Les réfugiés musulmans ne sont pas les bienvenus en Inde : c’est ce que dit cette loi sans précédent, qui provoque de nombreuses manifestations, parfois réprimées avec violence (23 morts depuis 10 jours).

Le gouvernement se défend en disant que ces pays voisins sont musulmans, et que « dans un pays musulman, un musulman ne peut pas être persécuté » — dixit Amit Shah, ministre de l’Intérieur, nationaliste réputé « dur », accusé de vouloir transformer l’Inde en un pays strictement hindou.

Si les persécutions des chrétiens du Pakistan ou des hindouistes du Bangladesh sont indéniables, on pourrait opposer à M. Shah l’exemple des Hazaras, population chiite de l’Afghanistan, en butte aux attaques de l’État islamique et des sunnites ultras. Sans oublier toutes les raisons non religieuses pour lesquelles un musulman (ou une musulmane) d’Afghanistan ou du Bangladesh pourrait vouloir l’asile politique.

 
 

Pour les protestataires, ceux qu’on a vus dans les villes comme New Delhi et Mumbai, cet amendement est un affront à la laïcité fondatrice de l’Inde. Le scandale est que ce texte va inscrire, pour la première fois dans l’histoire du pays, la religion comme critère de naturalisation.

Ce qui a donné à certaines des manifestations une tonalité « multicommunautaire urbaine », avec des appels répétés à la tolérance et des dénonciations de l’ultranationalisme du BJP, le parti du premier ministre, Narendra Modi.

Mais dans une mosaïque complexe comme l’Inde, les motivations des protestataires peuvent varier. Dans un État comme l’Assam (extrême est du pays, non loin de la Birmanie et du Bangladesh), la critique contre la réforme a d’autres fondements.

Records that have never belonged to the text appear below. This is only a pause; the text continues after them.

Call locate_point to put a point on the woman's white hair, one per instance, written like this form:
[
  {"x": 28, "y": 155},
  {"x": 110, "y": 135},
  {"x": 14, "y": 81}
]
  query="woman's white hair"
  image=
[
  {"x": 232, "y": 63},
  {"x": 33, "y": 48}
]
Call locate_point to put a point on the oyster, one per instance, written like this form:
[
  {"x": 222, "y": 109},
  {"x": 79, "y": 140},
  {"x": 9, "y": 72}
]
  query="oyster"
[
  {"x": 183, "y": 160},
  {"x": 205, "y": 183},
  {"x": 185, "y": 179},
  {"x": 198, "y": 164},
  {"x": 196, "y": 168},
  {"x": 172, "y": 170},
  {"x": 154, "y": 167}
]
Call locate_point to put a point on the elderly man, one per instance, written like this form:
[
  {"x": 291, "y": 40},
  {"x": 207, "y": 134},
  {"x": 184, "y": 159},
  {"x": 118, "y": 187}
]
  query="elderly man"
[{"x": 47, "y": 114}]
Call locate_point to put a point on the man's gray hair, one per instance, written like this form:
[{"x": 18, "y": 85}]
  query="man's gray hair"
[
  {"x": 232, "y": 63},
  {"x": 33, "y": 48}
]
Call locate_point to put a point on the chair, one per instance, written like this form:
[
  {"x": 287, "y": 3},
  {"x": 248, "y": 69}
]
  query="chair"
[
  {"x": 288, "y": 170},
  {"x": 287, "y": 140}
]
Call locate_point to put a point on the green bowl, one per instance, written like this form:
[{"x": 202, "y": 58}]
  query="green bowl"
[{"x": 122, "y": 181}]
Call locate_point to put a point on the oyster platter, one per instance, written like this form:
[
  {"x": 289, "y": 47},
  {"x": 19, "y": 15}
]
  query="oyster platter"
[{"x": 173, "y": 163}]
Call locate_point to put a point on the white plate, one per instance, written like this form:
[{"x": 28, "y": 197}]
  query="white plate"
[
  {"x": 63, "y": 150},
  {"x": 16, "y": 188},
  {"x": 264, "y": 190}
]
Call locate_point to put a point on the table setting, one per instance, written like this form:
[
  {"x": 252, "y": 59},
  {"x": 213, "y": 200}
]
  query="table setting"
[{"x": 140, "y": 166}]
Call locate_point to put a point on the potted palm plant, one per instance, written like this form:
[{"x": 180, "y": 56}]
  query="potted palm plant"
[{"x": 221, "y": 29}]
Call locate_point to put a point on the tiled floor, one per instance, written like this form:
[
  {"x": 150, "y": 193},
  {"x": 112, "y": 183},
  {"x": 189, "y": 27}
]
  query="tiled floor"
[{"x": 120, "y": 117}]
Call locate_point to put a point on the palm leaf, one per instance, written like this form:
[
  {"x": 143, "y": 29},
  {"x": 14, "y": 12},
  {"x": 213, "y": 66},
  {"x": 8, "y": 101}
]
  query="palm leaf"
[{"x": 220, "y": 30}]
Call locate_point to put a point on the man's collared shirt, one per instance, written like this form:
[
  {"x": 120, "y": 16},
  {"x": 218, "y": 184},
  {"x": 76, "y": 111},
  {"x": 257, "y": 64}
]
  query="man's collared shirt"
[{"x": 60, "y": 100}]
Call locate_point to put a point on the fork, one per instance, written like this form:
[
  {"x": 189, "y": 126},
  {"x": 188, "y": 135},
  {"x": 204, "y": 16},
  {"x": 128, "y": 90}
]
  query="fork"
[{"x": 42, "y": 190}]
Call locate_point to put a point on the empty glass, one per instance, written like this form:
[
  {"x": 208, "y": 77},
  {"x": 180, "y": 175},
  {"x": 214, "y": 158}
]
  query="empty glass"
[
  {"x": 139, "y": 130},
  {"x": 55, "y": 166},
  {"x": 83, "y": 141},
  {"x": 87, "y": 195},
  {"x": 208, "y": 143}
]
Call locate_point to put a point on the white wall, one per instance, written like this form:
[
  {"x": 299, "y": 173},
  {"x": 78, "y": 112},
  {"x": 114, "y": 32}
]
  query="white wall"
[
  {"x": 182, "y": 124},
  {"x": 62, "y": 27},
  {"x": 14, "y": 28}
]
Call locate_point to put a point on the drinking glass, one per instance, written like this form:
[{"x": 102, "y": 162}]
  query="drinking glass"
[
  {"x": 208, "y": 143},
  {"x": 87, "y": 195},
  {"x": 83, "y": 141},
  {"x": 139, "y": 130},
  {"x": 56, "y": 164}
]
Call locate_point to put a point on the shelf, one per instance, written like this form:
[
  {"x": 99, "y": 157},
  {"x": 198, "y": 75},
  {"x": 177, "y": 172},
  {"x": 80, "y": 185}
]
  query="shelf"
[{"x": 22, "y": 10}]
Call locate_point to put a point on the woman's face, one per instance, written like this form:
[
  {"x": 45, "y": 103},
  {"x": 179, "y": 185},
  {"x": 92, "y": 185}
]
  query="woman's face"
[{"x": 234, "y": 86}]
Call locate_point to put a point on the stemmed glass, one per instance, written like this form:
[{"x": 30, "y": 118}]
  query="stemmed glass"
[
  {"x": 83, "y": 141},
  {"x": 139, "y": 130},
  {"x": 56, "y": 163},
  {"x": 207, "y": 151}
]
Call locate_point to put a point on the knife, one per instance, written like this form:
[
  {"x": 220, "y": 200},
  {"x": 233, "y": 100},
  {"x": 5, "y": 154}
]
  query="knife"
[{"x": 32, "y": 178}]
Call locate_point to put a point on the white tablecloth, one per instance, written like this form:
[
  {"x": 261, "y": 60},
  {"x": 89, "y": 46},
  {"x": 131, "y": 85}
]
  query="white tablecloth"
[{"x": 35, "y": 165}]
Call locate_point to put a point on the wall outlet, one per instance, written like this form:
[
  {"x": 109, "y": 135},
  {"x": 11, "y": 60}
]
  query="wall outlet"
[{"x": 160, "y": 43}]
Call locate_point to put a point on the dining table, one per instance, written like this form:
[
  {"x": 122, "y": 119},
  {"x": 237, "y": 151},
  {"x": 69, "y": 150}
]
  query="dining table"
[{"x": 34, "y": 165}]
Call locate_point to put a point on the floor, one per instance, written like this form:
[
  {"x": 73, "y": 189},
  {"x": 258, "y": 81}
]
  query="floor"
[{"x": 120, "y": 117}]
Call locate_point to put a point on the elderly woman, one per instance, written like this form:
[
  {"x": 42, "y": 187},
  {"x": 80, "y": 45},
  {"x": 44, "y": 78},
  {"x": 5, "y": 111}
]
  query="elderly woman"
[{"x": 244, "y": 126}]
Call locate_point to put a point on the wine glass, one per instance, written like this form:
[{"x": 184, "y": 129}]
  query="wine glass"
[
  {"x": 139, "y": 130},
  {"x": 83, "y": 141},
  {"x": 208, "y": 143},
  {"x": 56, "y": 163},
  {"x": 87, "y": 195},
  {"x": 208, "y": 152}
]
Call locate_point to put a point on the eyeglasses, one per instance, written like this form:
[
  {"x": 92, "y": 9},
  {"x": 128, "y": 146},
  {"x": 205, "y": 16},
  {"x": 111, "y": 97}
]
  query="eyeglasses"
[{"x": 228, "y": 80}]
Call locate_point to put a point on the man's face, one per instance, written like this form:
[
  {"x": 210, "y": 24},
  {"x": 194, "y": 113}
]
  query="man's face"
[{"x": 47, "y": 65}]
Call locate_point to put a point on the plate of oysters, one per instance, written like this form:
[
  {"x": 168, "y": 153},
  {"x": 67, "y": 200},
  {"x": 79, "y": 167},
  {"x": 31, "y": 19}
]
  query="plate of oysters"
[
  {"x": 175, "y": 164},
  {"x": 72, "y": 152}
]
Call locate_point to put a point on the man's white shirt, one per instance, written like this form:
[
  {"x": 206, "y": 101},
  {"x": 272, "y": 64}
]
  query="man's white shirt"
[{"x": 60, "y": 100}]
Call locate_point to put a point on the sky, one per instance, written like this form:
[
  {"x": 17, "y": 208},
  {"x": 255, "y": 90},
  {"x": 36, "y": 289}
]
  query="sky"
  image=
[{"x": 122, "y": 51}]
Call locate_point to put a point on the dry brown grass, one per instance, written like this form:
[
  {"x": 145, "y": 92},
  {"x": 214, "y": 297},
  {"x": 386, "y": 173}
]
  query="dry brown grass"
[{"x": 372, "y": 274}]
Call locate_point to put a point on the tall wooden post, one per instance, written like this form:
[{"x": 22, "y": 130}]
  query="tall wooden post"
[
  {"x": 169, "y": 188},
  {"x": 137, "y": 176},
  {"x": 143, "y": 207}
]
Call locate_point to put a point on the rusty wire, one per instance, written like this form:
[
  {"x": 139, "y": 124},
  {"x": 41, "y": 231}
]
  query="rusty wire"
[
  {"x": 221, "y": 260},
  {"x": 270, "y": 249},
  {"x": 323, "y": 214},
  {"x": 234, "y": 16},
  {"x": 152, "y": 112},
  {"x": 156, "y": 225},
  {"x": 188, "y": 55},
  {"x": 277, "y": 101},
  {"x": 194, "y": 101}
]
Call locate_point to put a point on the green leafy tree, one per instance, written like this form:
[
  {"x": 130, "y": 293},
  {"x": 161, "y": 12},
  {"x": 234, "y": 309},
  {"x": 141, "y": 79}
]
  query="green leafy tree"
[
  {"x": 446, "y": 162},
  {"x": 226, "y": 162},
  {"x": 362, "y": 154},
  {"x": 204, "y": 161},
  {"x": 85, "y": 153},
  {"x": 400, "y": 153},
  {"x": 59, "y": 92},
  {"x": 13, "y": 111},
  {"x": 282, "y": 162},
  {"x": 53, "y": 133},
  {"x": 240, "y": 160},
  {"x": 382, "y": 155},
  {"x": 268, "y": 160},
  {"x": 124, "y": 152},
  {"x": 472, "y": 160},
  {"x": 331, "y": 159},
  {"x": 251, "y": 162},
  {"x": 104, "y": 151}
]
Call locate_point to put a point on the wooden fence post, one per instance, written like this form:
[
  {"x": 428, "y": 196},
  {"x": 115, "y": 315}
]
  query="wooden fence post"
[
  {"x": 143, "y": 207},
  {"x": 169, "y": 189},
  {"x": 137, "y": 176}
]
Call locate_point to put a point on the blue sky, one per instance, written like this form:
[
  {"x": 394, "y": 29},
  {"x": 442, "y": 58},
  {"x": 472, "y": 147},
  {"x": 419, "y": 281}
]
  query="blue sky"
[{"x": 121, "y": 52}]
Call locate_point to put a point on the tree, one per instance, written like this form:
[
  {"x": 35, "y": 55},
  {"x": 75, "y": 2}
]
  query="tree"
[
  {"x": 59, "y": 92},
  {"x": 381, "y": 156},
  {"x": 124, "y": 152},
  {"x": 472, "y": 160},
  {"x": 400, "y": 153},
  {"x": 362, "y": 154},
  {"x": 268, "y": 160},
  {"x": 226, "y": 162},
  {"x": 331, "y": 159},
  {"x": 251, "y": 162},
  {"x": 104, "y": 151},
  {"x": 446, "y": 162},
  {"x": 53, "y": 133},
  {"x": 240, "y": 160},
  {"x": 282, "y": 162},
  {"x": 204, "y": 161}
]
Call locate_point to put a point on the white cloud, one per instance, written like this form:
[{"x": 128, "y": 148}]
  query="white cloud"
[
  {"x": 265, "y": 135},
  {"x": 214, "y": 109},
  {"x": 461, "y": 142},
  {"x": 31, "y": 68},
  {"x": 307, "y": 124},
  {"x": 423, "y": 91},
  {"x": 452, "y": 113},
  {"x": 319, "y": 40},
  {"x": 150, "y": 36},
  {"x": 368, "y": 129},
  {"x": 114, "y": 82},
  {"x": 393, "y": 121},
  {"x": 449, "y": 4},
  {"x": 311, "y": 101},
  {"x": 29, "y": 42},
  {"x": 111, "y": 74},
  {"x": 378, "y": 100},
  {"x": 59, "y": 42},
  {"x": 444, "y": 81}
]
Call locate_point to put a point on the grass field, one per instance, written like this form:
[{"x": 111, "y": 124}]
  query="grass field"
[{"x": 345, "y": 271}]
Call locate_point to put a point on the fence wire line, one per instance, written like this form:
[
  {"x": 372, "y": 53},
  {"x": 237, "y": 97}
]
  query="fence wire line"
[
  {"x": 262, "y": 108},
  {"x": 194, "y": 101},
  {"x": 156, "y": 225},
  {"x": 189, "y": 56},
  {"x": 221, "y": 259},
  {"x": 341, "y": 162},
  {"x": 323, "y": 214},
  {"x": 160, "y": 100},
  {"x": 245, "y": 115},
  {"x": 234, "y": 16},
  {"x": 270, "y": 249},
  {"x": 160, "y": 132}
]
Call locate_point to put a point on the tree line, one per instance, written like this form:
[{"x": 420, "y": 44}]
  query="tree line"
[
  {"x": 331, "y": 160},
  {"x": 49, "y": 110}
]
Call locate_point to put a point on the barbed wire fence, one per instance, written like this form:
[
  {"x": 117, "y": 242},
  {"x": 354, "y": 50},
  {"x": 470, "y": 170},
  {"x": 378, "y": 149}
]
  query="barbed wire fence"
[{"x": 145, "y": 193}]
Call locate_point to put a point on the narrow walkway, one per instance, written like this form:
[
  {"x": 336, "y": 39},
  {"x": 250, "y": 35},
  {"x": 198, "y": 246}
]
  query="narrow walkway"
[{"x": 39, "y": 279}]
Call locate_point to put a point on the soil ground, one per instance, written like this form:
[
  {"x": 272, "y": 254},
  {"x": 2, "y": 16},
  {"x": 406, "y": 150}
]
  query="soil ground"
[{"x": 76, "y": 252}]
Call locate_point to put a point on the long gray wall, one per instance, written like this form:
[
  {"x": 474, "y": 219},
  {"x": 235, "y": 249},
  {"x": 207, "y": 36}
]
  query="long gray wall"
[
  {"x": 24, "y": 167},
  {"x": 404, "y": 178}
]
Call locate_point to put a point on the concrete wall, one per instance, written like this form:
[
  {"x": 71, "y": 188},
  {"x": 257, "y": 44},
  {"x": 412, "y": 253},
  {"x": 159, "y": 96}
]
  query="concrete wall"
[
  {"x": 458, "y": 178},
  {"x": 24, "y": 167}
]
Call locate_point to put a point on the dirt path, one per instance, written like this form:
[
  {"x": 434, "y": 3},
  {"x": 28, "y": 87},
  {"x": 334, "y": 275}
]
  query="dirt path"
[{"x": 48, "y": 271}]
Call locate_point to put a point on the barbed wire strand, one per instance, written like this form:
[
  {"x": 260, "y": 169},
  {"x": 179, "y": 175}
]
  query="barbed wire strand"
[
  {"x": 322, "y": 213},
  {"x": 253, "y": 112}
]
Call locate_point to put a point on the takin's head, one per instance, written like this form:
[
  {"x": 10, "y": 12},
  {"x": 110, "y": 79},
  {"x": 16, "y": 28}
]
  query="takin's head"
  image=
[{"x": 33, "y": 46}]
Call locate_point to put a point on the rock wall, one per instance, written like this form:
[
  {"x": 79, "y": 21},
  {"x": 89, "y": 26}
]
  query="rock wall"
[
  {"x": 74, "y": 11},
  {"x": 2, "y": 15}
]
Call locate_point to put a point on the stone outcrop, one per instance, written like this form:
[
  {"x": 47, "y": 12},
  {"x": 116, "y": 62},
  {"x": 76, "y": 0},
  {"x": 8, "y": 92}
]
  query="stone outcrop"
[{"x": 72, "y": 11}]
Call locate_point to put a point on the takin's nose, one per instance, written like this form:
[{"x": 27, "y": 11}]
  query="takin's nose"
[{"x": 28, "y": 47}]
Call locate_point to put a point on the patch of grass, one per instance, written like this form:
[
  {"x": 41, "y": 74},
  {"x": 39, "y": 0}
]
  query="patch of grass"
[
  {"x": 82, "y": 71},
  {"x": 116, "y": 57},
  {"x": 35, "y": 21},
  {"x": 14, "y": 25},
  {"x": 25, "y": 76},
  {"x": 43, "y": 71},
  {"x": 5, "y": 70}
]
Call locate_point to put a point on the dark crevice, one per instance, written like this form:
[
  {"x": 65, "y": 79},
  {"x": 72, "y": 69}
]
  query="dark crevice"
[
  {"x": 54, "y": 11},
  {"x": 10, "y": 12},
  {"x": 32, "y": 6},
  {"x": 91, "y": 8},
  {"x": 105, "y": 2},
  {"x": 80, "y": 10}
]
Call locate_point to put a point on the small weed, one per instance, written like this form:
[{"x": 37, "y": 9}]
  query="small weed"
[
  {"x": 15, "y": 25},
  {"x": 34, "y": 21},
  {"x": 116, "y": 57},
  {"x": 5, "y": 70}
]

C’est que là-bas, la nouvelle loi permettrait la naturalisation en bloc de centaines de milliers d’hindouistes du Bangladesh aujourd’hui sans papiers. Or, l’Assam est à 35 % musulman et on y craint l’immigration massive comme perturbatrice des délicats équilibres locaux.

Ajoutons-y que l’Assam est dans le collimateur du gouvernement Modi depuis plusieurs mois. Cette année, on y a testé localement une autre mesure — qui sera bientôt étendue à tout le pays — qui doit instaurer un « Registre national de la citoyenneté » (NRC), en vertu duquel tout le monde doit fournir des preuves écrites de sa citoyenneté. Dans les zones les plus pauvres et les moins alphabétisées du pays, même des citoyens légitimes peuvent avoir du mal à produire de tels documents.

La combinaison de ce NRC et de l’amendement sur la citoyenneté a pour but, selon les critiques du gouvernement, de permettre une épuration en douce de la population musulmane.

C’était assez explicite dans la bouche du ministre de l’Intérieur lorsqu’il avait énoncé ses priorités en avril : « Premièrement, nous présenterons le projet de loi sur l’amendement de la citoyenneté […] pour régulariser les réfugiés hindous, bouddhistes, sikhs, jaïns et chrétiens […]. Ensuite, nous mettrons en oeuvre le NRC pour éliminer les infiltrés dans notre pays. »

L’amendement a provoqué, outre des manifestations qui ne cessent pas, une cinquantaine de recours judiciaires, dans un pays où la Cour suprême s’est déjà montrée capable, par le passé, de casser des lois. Il est prévu qu’ils seront entendus en janvier. Peut-être est-ce là que réside le principal espoir des protestataires.

François Brousseau est chroniqueur d’affaires internationales à Ici Radio-Canada. Cette chronique fait relâche jusqu’au 13 janvier 2020.